Coca-Cola’s success has come from knowing “what not to prioritise” as much as chasing new opportunities, says the company’s CEO James Quincey.
The soft drinks giant is using data to better understand how to deploy its resources, including marketing spend and investment for innovation, to fuel topline growth.
“We’ve got clearer and clearer where and how money is made,” he said, speaking at the Barclays Global Consumer Staples Conference today (7 September).
The company takes an approach that combines “insight and culture” to understand how to deploy investments. This determines how it launches innovations and expands new categories such as ready-to-drink alcohol in particular markets.
Quincey said there is a risk that the company overextends itself when trying to move into new areas, which would spread its resources too thin.

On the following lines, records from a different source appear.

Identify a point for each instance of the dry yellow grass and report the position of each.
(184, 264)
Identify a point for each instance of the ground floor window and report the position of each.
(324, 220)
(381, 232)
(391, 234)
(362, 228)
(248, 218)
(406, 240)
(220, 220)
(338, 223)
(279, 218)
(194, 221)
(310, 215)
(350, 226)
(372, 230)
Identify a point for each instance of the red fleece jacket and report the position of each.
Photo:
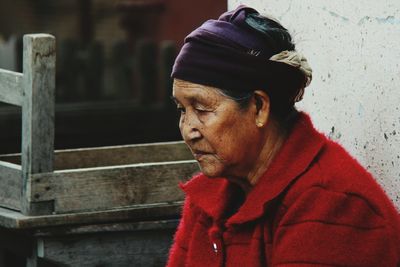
(314, 206)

It uses data to go after “not just… the best opportunities but the most winnable opportunities in the short term”.
He highlighted the dynamism of what he termed the company’s “all-weather approach”. The past few years have been chaotic on a macro-level, he said, with the world going from crisis to crisis.
“We can’t tell what the weather’s going to be like next year or any particular year,” he said, while stating this year had served as further proof that Coca-Cola is equipped for topline growth regardless of macroeconomic “weather”.

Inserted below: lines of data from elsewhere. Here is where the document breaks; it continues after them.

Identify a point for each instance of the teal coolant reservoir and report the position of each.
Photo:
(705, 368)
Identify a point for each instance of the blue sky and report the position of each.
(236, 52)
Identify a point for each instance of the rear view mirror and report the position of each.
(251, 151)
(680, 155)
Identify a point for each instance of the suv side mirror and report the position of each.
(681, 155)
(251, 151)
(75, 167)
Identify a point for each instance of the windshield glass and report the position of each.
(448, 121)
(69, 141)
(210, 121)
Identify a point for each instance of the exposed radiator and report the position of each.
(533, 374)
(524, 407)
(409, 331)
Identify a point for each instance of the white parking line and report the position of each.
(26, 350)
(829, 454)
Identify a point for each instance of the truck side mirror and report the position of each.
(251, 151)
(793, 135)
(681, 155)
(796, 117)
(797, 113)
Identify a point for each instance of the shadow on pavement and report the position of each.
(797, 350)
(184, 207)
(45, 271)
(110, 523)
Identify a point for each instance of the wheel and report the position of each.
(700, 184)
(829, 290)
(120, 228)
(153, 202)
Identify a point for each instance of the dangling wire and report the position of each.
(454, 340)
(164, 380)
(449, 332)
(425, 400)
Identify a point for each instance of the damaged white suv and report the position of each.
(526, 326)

In the end, you’re doing marketing to support, sustain and grow the business.
James Quincey, Coca-Cola
In its most recent results for the three months ended 30 June 2023, Coca-Cola upped its revenue guidance for the year, after “delivering on its strategy” and generating net revenue growth of 6% in its second quarter.
That strategy has included a transformation of Coca-Cola’s marketing to create a more “harmonised” function. This has included reducing the number of agencies the company works with and creating more “synchronised” systems.
Speaking to an audience consisting mainly of investors at the Barclays conference, Quincey explained the primary goal of the marketing transformation is to drive commercial growth.
“In the end, you’re doing marketing to support, sustain and grow the business,” he said.
The metric Coca-Cola uses to judge this goal is increasing “weekly plus drinkers”, which means acquiring consumers to grow its brands.
Quincey said he and Coca-Cola CMO Manolo Arroyo are aligned on this goal for the marketing transformation, however, he acknowledges that other measures of success will layer up to this.
The marketing system works best when the company itself, retailers and bottlers are aligned on commercial goals, he added.